Disaster Recovery Planning Phases

This section outlines the disaster recovery planning phases. Note that the actual creation of the plan does not happen until step five. This is because the scope and objectives of the plan must be defined, then analysis of risk and possible solutions must be evaluated. Once all the research is complete, then the proper decisions can be made and the actual plan can be formed based on the resources available.

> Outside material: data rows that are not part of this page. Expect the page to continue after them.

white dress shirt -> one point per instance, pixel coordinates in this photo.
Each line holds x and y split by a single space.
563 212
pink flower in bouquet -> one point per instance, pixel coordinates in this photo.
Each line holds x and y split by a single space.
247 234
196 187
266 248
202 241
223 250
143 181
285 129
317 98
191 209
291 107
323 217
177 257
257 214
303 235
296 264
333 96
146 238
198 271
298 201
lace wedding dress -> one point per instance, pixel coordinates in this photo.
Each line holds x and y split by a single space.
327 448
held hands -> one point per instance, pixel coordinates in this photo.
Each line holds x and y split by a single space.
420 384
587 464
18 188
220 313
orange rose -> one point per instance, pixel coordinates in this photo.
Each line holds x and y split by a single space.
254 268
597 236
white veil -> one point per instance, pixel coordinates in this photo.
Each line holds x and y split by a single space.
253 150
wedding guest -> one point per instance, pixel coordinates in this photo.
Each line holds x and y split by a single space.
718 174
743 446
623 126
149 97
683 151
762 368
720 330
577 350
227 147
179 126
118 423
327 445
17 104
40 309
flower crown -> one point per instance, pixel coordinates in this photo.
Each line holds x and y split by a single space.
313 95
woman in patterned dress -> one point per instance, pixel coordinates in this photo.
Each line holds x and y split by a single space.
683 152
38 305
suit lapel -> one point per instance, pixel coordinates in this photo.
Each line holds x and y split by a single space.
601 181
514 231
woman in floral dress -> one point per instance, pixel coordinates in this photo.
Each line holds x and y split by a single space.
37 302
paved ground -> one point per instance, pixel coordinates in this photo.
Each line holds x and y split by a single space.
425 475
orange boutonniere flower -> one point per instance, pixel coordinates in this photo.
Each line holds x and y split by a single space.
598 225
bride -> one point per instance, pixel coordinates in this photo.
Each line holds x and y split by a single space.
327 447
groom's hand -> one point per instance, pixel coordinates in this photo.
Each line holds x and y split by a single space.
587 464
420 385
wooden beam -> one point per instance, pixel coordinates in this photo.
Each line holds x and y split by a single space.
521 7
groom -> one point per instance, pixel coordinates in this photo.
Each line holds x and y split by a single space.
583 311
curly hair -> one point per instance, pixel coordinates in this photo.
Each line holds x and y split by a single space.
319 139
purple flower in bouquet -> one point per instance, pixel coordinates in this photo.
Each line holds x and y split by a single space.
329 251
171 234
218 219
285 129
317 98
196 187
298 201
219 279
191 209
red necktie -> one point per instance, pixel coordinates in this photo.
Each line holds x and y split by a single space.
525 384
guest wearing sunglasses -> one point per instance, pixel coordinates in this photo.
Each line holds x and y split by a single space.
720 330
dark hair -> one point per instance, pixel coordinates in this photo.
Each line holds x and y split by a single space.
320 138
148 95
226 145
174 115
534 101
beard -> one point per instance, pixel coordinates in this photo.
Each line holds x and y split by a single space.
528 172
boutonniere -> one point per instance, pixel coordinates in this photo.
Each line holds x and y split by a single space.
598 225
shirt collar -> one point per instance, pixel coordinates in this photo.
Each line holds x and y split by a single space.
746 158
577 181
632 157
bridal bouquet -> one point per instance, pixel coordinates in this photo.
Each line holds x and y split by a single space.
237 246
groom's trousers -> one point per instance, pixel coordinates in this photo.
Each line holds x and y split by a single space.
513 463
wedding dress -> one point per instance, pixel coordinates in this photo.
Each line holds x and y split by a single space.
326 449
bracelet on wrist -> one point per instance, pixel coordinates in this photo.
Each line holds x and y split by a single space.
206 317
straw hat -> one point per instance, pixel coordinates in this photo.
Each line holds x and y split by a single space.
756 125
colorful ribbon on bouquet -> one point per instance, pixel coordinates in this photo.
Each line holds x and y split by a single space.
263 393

1 Create a contingency planning policy statement

This part of the disaster recovery planning involves the creation of a project definition. A definition of what you are planning will help keep the disaster recovery planning on track since the objectives will be defined and understood. It will also provide for plan maintenance after the plan is completed and implemented. One of the things that should be defined here is what level of loss should be considered in the plan such as should the plan consider loss due to theft of confidential data. The loss may be severe depending on the type of business and the value of data that is at risk. The contingency planning policy statement defines:

  1. Objectives of the plan
  2. Roles and responsibilities of involved staff
  3. Functions of the organization to be covered by the contingency plan
  4. The systems covered by the contengency plan.
  5. Identify resources required to develop and maintain the plan.
  6. Define testing schedules for the plan
  7. Create a maintenance schedule for the plan
  8. Identify training requirements
  9. Determine backup frequency and locations where backup media will be stored in conjunction with the Backup policy.

2 Perform a business system analysis

Conduct a business impact analysis (BIA) which will characterize system requirements, processes, and interdependencies.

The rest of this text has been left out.